Physical characteristics
- Source: Southern Alps (Saint Arnaud Range)
- • location: Lake Christabel, New Zealand
- Mouth: Tasman Sea
- • location: New Zealand
- • elevation: 0 m (0 ft)
- • average: 280 m^{3}/s (9,900 cu ft/s)

= Grey River (New Zealand) =

River in the South Island of New Zealand

The Grey River / Māwheranui is located in the northwest of the South Island of New Zealand. It rises 12 kilometres southwest of the Lewis Pass in Lake Christabel, one of numerous small lakes on the western side of the Southern Alps, and runs westward for 120 kilometres before draining into the Tasman Sea at Greymouth. Thomas Brunner, who explored the area in the late 1840s, named the river in honour of Sir George Grey, who first served as Governor of New Zealand from 1845 to 1854. The Ngāi Tahu Claims Settlement Act 1998 changed the official name of the river to Grey River / Māwheranui in 1998. The Māori name for the river system and surrounding area is Māwhera, with Māwheranui being distinguished from the northern branch Little Grey River / Māwheraiti.

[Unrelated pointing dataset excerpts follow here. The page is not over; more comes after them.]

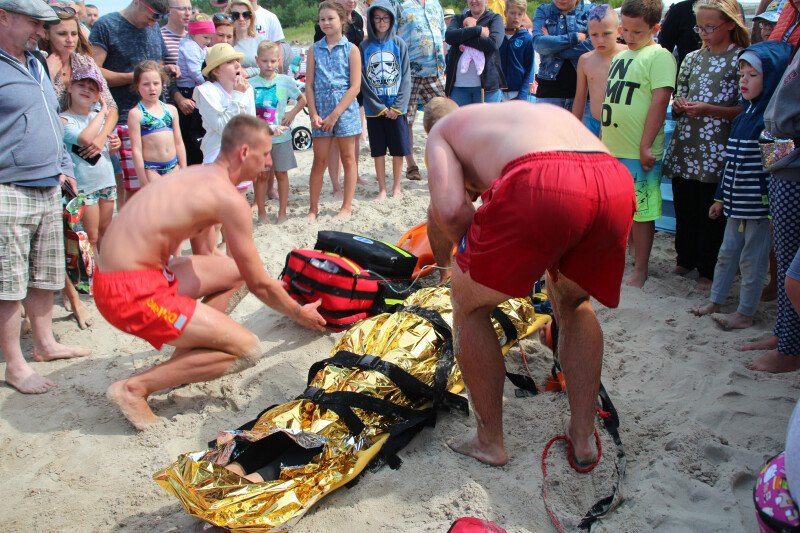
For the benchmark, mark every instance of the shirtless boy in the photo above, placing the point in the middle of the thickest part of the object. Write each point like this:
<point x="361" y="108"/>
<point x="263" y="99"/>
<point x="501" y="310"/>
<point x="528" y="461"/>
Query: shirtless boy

The New Zealand Ministry for Culture and Heritage gives a translation of "broad and widespread (river mouth)" for Māwheranui.

Numerous small rivers are tributaries of the Grey, and several of them also drain lakes. Notable among these are the Ahaura River and the Arnold River, the latter of which is the outflow of Lake Brunner, the largest lake of the northwest South Island. A small hydroelectric station stands on the river 25 kilometres upstream from the mouth.

The Grey River's mouth is protected by a large sandbar, Greymouth bar, which is a notorious danger to shipping.

Raw sewage discharges into the Grey River after heavy rainfall. Historically, sewage and stormwater from Greymouth, Cobden and Blaketown were discharged without treatment directly into the Grey River. Changes to the Grey District Council's wastewater schemes provide separation and treatment for sewage, except during periods of high rainfall, such as spring, when the capacity of the sewage treatment is exceeded.